У меня не осталось воспоминаний о том дне, когда мы вчетвером гуляли вдоль берегов Уаз, однако моя мать не раз мне о нем рассказывала. Это была ее последняя встреча с Винсентом: он был спокоен, ласков и, казалось, наконец обрел внутреннюю гармонию.
Переживая заново давно забытые чувства, Ван Гог решает сделать шаг назад, к старым сюжетам. В разговоре с Тео он признается, что хотел бы вновь обратиться к копированию рисунков из книг по анатомии, над которыми провел немало бессонных ночей в начале творческого пути.
Дядя пытается найти опору, нащупать ориентиры, что помогут ему уверенно продолжать карьеру. Выработав собственный творческий почерк, он желает вернуться к базовым принципам и упорядочить полет фантазии выверенными, сознательными движениями кисти. Он боится, что импровизация обернется для него блужданием впотьмах.
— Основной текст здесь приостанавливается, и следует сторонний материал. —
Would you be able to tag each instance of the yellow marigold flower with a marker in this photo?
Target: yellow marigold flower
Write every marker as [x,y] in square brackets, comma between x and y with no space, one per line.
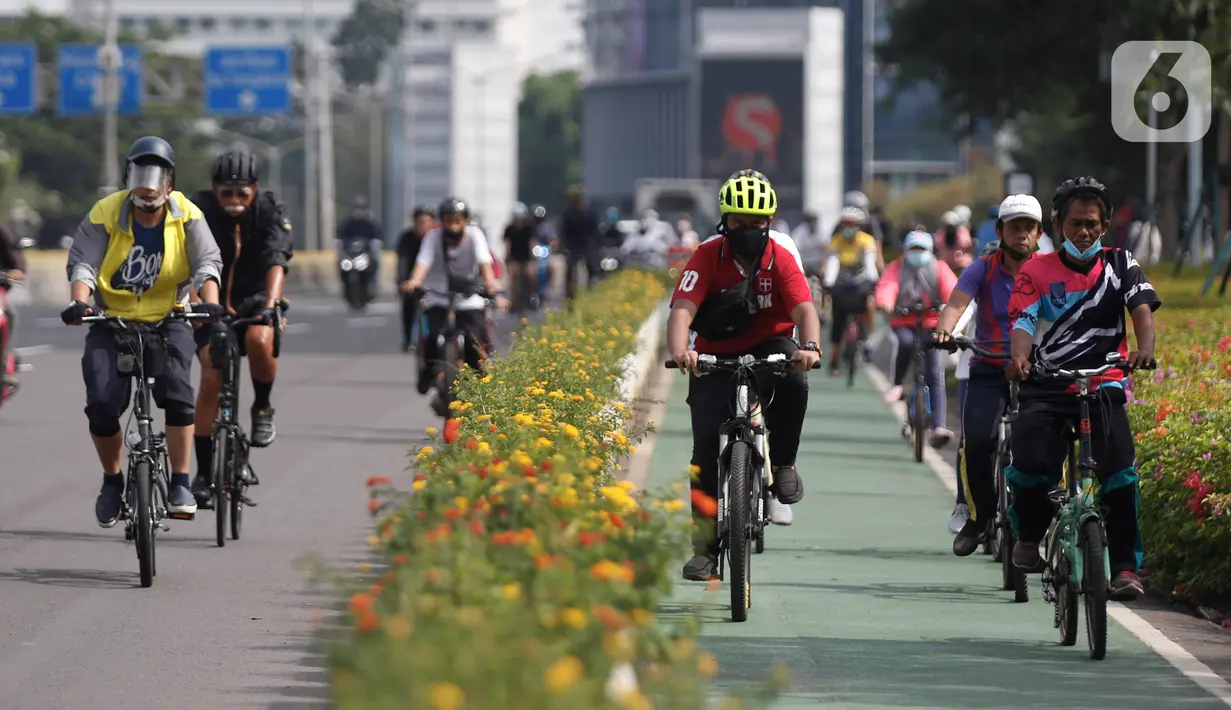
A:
[707,665]
[447,697]
[575,618]
[563,674]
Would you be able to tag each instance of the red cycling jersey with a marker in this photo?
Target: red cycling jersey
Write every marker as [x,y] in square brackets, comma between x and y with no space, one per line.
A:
[779,286]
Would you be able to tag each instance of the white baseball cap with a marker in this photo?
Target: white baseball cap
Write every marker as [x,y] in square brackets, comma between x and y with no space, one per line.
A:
[1016,206]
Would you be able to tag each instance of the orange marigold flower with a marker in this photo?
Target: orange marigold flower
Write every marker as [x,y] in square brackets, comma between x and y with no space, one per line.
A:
[451,430]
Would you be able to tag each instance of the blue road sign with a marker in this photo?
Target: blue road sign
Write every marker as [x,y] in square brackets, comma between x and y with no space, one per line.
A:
[248,81]
[19,78]
[80,73]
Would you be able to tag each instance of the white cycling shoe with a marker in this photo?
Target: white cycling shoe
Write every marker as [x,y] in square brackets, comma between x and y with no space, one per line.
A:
[781,513]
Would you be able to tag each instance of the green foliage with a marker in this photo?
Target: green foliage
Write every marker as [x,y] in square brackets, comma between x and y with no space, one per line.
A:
[366,37]
[549,142]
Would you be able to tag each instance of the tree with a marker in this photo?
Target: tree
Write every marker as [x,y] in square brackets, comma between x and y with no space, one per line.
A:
[366,37]
[549,140]
[59,158]
[1039,68]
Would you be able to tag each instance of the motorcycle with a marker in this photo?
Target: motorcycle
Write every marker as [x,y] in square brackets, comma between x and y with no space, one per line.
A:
[358,272]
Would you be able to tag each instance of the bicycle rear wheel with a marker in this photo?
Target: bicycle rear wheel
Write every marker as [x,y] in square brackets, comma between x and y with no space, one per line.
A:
[1094,588]
[222,481]
[144,522]
[740,516]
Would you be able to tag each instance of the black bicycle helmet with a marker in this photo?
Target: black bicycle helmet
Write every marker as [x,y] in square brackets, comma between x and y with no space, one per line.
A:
[236,166]
[454,206]
[1085,186]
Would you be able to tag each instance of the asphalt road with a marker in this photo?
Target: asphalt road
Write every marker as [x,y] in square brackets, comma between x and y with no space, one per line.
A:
[220,628]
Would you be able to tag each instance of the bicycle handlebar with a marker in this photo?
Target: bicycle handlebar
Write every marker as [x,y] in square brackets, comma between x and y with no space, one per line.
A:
[963,342]
[186,315]
[1043,372]
[709,363]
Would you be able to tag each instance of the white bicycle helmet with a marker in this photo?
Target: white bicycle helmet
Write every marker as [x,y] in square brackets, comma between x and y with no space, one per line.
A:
[852,215]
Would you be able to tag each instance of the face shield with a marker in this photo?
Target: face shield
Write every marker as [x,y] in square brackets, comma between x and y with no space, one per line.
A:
[149,185]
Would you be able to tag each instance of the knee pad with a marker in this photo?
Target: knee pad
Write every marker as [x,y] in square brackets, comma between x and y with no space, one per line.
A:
[180,415]
[104,423]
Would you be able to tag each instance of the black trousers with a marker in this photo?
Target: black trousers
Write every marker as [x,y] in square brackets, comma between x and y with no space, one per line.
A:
[712,401]
[1039,449]
[472,325]
[986,399]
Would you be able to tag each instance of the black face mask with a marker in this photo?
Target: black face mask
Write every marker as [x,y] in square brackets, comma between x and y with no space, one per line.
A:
[749,241]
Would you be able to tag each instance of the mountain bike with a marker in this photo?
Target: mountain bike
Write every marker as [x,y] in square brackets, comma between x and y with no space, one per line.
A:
[918,404]
[140,353]
[232,471]
[1076,560]
[744,471]
[1000,543]
[451,340]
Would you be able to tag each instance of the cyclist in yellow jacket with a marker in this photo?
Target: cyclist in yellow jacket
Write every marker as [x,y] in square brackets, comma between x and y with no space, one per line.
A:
[137,252]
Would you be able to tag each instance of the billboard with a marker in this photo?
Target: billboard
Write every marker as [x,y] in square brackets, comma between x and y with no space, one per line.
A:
[752,116]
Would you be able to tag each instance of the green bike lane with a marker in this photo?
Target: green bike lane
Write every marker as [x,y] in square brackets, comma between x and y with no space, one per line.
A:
[864,602]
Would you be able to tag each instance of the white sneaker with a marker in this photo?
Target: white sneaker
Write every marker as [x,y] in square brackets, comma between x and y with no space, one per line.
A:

Мне понадобились годы, чтобы осознать важность дядиной просьбы. Раньше я объяснял ее чувством неуверенности и страха художника, не владеющего в должной мере основами рисунка. И только теперь, когда мне почти шестьдесят, я, кажется, понимаю, что было у него на уме. После стольких написанных картин вновь сесть за учебники по классической анатомии — значит вывести свое мастерство на качественно новый уровень. Винсент всегда старался держать себя в форме, зная, что гениальность в живописи — это результат уверенного владения техникой. Он способен интуитивно, почти не думая, набросать образ — теперь пришла пора поработать над вариативностью, разнообразием жестов, неожиданными эффектами. После сотен фигур крестьян, деревьев и домов он желает вновь обрести уверенность в изображении кистей, мышц рук и ног. Размеренность его жизни в Овер-сюр-Уаз породила стремление к правильности образов.
Неожиданный поворот в сторону традиции заставляет дядю нанести визит вдове Шарля-Франсуа Добиньи, живущей здесь же, неподалеку: женщина старательно блюдет дом и сад, созданные руками мужа двадцать лет назад.
Я побывал там: все осталось практически без изменений. В доме устроили небольшой музей, где можно полюбоваться декоративными панно, над которым художник работал вместе с Домье и Коро: элегантные пейзажи, проникнутые онирической[7]
, беззаботной атмосферой, поднимаются по стенам высотой пять метров, увенчиваясь деревянным потолком, из-за чего создается ощущение, будто ты все еще на улице: природа словно проникает сквозь окна и окутывает коридоры, гостиные, спальни и мастерскую. Ван Гога, похоже, не сильно заинтересовали образы Добиньи: при всем уважении к авторитету коллеги он не чувствует дыхания природы в его картинах. Зато сад покорил дядю: он пишет его неоднократно: розы, цветущие пышным цветом посреди главной аллеи парка, деревья вдоль ограды и хозяйку дома, мелькающую вдалеке, словно изящная весталка в миниатюрном эдеме.В первые недели пребывания в Овере кисть Ван Гога рождает настолько уверенные и оптимистичные образы, что даже не верится, что это его рук дело. Он трансформируется в импрессиониста: создает плавные переходы, сглаживает контрасты, аккуратно дозирует розовый, зеленый, желтый и синий. Линия менее извилистая, цвета более академичные, менее кричащие.
Сегодня, пересматривая дядины произведения, я прихожу к выводу, что он способен творить шедевры лишь в те моменты, когда надвигается очередной кризис: рациональное начало ослабевает, и каждая новая картина превращается в незабываемое приключение.
Что же до картин, написанных в саду Добиньи, — на меня они навевают скуку. Душевное равновесие и осознанность полезны для здоровья, но, увы, не для искусства.
Лишь вновь окунувшись в пшеничные поля, Винсент создает нечто гениальное. Еще недавно он наблюдал их издалека: стоя за решеткой больницы Сен-Поль, Винсент извел на них литры желтой краски и десятки кистей. И вот теперь он вновь гуляет среди колосьев.